In a huge blow to radio manufacturer M/A-COMM and the state’s public safety agencies, the New York state Chief Information Officer announced today that she will terminate the $2 billion contract with M/A-COMM to build a state-wide public safety radio network, citing the system’s failure in numerous operational tests. The state issued the termination letter to M/A-COMM with a demand for $50 million, re-payment of money the state had already paid. The system has been controversial during test installations in two counties failed to meet certain technical tests. A recent audit also found administrative problems with the project itself. In today’s announcement, CIO Dr. Melodie Mayberry-Stewart said the latest tests found that M/A-COMM had failed to fix 15 of the 19 deficiencies identified by the state, despite giving the company “every opportunity” to fix the problems. Download (pdf) the state’s termination “exhibit” here, and read a press release here. [more]

In the termination exhibit, the state says that during Nov. 2008 testing it found that 5 of 18 mobile radios, and 8 of 30 portable radios suffered failures. Failure rates for the current state police system are about 1 out of 100, the state noted.
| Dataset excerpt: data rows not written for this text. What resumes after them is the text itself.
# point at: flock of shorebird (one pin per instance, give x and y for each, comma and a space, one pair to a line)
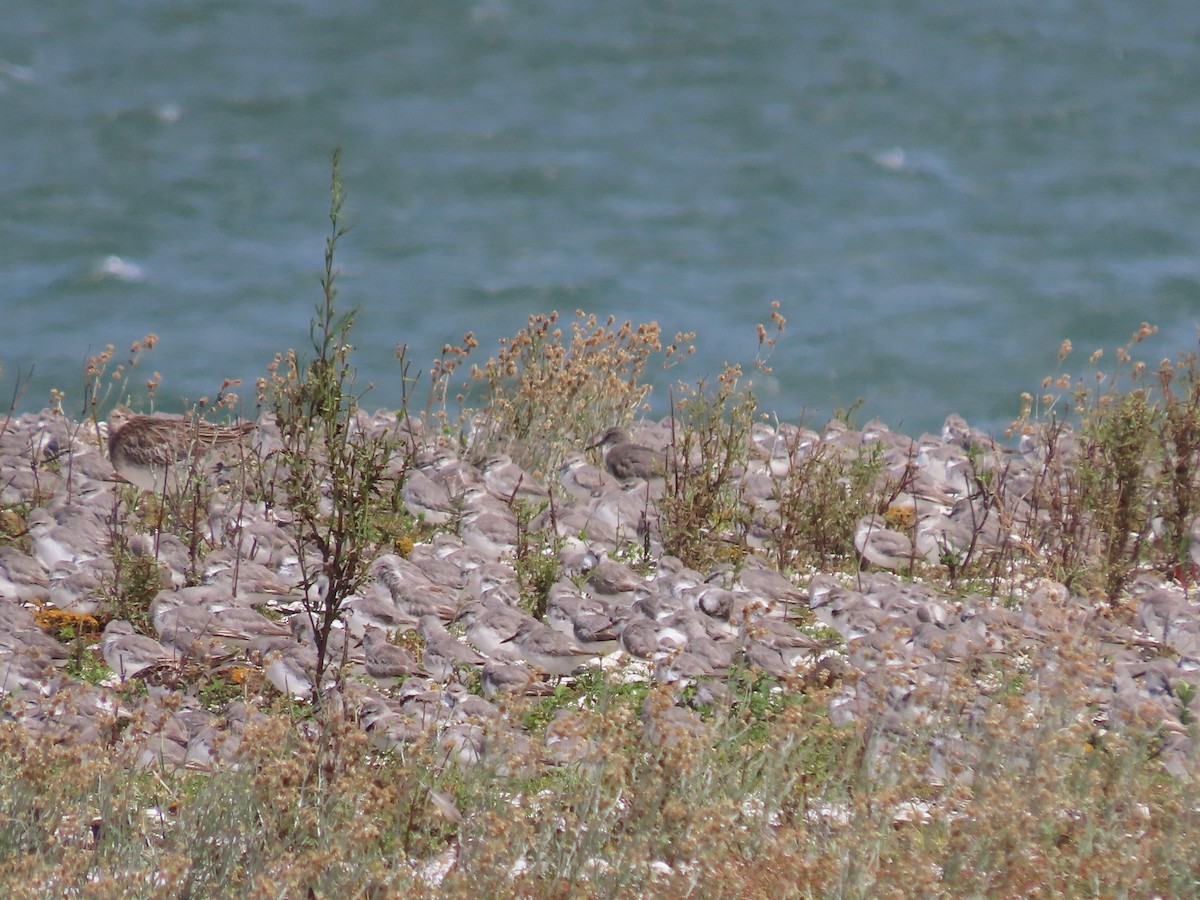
430, 625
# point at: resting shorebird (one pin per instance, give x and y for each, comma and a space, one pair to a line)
154, 451
627, 460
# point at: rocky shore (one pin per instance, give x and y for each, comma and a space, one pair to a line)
941, 603
443, 630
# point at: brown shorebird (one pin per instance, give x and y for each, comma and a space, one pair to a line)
154, 451
627, 460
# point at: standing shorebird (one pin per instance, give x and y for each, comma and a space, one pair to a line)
157, 451
627, 460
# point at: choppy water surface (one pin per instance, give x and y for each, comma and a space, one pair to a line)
936, 195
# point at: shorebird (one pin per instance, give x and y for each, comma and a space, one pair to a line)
879, 545
387, 663
627, 460
127, 653
154, 451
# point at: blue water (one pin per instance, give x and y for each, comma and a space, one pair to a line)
936, 195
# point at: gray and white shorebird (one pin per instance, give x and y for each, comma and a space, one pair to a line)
550, 651
879, 545
127, 653
444, 654
156, 451
625, 460
387, 663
The quality assurance program “reamins deficient,” the state noted, and there are many issues with the vehicular tactical network (V-TAC), which relays mobile transmissions using a system of in-vehicle repeaters. For example, portable radios lost their V-TAC link and couldn’t reconnect, inconsistent transfer from one repeater to another, inconsistent operation of the emergency functions, and audio bursts at the end of transmissions.

The radios are programmed to allow users to push a button to declare an emergency. However, the state notes, the system tests revealed many problems. The tests determined that a user declaring an emergency via radio would clear any other emergency declarations previously made, and “several instances” when pushing the button did not signal an emergency. Radios stayed on the emergency talkgroup, the state learned, and would not revert to the default talkgroup even after the emergency status had been reset. And the “hot mike” feature didn’t work when an emergency was declared, so that dispatchers could not monitor what was occurring at the scene.
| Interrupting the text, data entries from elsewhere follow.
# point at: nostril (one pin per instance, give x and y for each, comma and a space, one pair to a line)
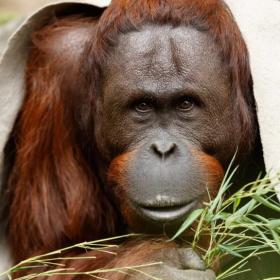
163, 149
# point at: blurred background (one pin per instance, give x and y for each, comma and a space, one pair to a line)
10, 8
12, 12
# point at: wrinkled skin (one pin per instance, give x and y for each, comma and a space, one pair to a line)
165, 102
165, 99
177, 263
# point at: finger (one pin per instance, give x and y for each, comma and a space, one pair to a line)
190, 259
189, 274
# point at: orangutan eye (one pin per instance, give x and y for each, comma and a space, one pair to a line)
186, 105
144, 107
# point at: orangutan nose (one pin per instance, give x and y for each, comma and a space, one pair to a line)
163, 149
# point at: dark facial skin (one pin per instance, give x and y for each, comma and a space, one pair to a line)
166, 102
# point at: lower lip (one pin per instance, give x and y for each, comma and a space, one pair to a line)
165, 214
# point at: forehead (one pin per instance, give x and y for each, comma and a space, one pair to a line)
157, 58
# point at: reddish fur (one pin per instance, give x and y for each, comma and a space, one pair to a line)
56, 199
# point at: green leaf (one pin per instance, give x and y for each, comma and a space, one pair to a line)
188, 222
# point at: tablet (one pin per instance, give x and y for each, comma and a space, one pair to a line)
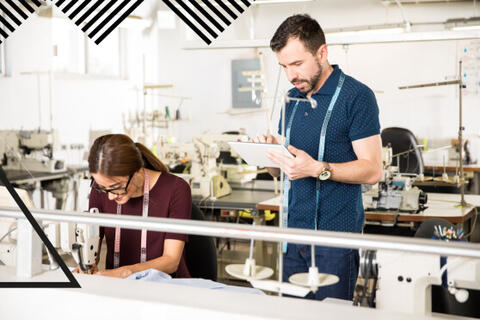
256, 153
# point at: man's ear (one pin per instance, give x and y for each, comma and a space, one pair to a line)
322, 53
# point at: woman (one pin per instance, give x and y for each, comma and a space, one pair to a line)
129, 179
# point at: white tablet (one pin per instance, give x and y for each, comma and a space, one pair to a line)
256, 153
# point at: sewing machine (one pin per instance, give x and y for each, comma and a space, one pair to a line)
394, 191
201, 170
229, 162
29, 150
81, 240
411, 276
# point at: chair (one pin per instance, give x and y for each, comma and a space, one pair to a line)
200, 252
402, 139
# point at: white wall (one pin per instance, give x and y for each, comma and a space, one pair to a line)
205, 74
81, 103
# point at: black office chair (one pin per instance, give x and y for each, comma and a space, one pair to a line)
402, 139
200, 252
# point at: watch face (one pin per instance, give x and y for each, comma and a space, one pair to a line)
324, 175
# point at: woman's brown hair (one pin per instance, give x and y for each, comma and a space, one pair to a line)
116, 155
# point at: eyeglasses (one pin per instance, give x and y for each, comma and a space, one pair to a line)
114, 191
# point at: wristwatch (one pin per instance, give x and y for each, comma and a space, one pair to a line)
326, 172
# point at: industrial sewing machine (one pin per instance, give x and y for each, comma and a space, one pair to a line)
81, 240
394, 191
29, 150
229, 162
200, 161
390, 275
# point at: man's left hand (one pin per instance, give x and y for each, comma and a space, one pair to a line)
121, 272
301, 167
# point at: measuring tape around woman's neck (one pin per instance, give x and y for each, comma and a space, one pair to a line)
143, 247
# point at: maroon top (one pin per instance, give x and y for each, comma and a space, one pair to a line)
170, 197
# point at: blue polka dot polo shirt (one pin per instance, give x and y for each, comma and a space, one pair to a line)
354, 116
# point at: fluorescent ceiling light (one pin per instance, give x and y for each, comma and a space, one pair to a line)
467, 28
278, 1
135, 22
373, 29
463, 24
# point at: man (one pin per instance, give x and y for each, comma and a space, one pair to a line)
325, 177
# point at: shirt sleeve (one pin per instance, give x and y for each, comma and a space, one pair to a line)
364, 120
180, 206
95, 201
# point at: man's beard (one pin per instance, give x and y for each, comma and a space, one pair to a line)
312, 82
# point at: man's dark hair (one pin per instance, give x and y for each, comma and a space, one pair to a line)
300, 26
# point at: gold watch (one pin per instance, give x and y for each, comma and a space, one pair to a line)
326, 172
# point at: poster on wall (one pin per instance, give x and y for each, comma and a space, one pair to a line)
470, 56
247, 83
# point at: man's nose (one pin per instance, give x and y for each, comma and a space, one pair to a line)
291, 74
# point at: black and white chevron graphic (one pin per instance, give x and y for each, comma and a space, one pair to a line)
13, 14
206, 17
98, 18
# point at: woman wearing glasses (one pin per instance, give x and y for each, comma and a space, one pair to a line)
127, 178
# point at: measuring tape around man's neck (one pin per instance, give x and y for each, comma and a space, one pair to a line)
143, 247
321, 153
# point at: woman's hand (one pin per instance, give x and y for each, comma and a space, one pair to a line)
121, 272
92, 270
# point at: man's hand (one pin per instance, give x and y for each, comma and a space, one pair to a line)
274, 172
301, 167
121, 272
92, 270
265, 139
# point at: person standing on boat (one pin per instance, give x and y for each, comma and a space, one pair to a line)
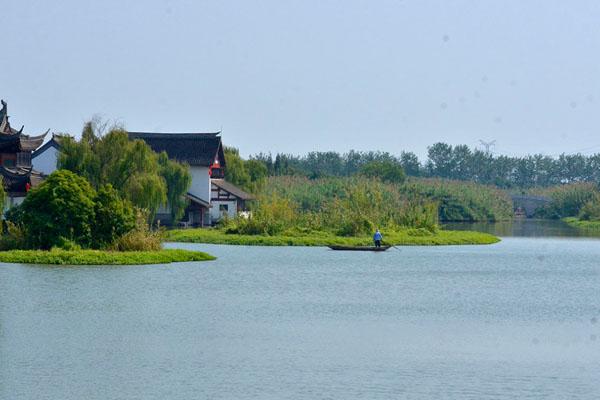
377, 237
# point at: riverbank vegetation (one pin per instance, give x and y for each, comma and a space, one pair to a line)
445, 161
97, 257
578, 200
406, 237
65, 221
299, 211
146, 179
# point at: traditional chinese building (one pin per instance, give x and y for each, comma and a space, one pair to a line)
16, 149
210, 196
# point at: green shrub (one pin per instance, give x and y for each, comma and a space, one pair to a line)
66, 244
141, 237
13, 237
569, 200
113, 217
61, 207
591, 210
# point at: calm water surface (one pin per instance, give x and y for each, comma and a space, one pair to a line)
514, 320
525, 228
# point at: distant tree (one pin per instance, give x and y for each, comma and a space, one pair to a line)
258, 172
410, 163
236, 170
178, 179
248, 174
440, 162
61, 208
113, 217
2, 193
386, 171
131, 167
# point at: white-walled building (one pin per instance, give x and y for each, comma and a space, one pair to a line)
210, 197
45, 158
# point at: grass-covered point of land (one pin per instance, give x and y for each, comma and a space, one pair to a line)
99, 257
418, 237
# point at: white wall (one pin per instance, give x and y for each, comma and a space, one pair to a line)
200, 182
46, 162
216, 215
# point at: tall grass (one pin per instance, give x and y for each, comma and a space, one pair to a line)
574, 200
351, 206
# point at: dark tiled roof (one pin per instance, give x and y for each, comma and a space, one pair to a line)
231, 188
197, 200
193, 148
15, 140
53, 142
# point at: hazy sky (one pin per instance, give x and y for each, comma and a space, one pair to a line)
296, 76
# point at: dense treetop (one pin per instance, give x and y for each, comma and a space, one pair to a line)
445, 161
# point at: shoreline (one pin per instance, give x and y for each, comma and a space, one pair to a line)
408, 237
577, 223
100, 257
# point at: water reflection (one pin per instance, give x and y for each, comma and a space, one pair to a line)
524, 228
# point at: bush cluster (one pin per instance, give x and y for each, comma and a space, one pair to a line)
575, 200
342, 206
66, 212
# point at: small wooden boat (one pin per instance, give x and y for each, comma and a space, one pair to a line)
360, 248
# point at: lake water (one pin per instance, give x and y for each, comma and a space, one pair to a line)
519, 319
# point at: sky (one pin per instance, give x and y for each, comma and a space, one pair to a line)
297, 76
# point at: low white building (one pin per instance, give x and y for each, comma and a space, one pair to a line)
210, 196
45, 159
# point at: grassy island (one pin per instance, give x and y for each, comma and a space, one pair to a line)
408, 237
99, 257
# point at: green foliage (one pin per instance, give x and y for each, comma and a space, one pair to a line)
178, 179
2, 194
249, 175
386, 171
570, 200
462, 201
113, 217
449, 162
66, 212
97, 257
344, 206
62, 207
319, 238
140, 238
271, 217
13, 237
591, 210
131, 167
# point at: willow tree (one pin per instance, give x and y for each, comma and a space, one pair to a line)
130, 166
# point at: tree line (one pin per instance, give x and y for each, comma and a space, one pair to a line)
443, 161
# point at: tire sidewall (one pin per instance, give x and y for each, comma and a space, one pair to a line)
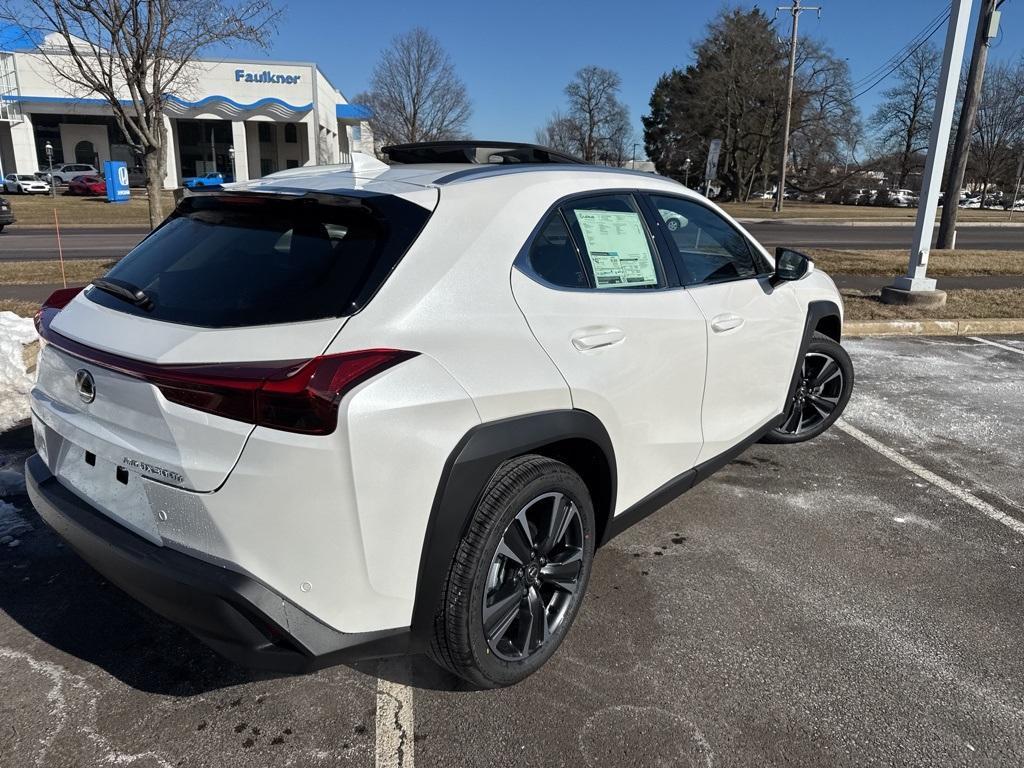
822, 345
499, 672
The state did say that several deficiencies previously identified had been fixed by M/A-COMM, including problems with system-wide calling and a system test plan.

On the other hand, the state said problems of network availability were “unremediated” after being identified during tests. The state’s report said that during a 3-week testing period, there were 14 hours of outages “due to site connectivity, as well as 24+ hours of gateway outages.

The state wrote that the original contract required “clearly specified” full-duplex operation. However, “Full-duplex mode is a contract requirement and M/A-COM radios provided to date do not support this feature.”

Over-the-air-programming was required by the state’s contract, and works as required. However, “The duration to complete was long and some set-up problems were encountered,” the state said. M/A-COMM recently told New York officials that some applications can’t be loaded over-the-air, but rather only by direct cable connection. Portable radios took 3 hours to upgrade, the state said, while mobile radios took one hour.

Lastly, the state noted that tower hazard lighting was lacking, and had not been remediated.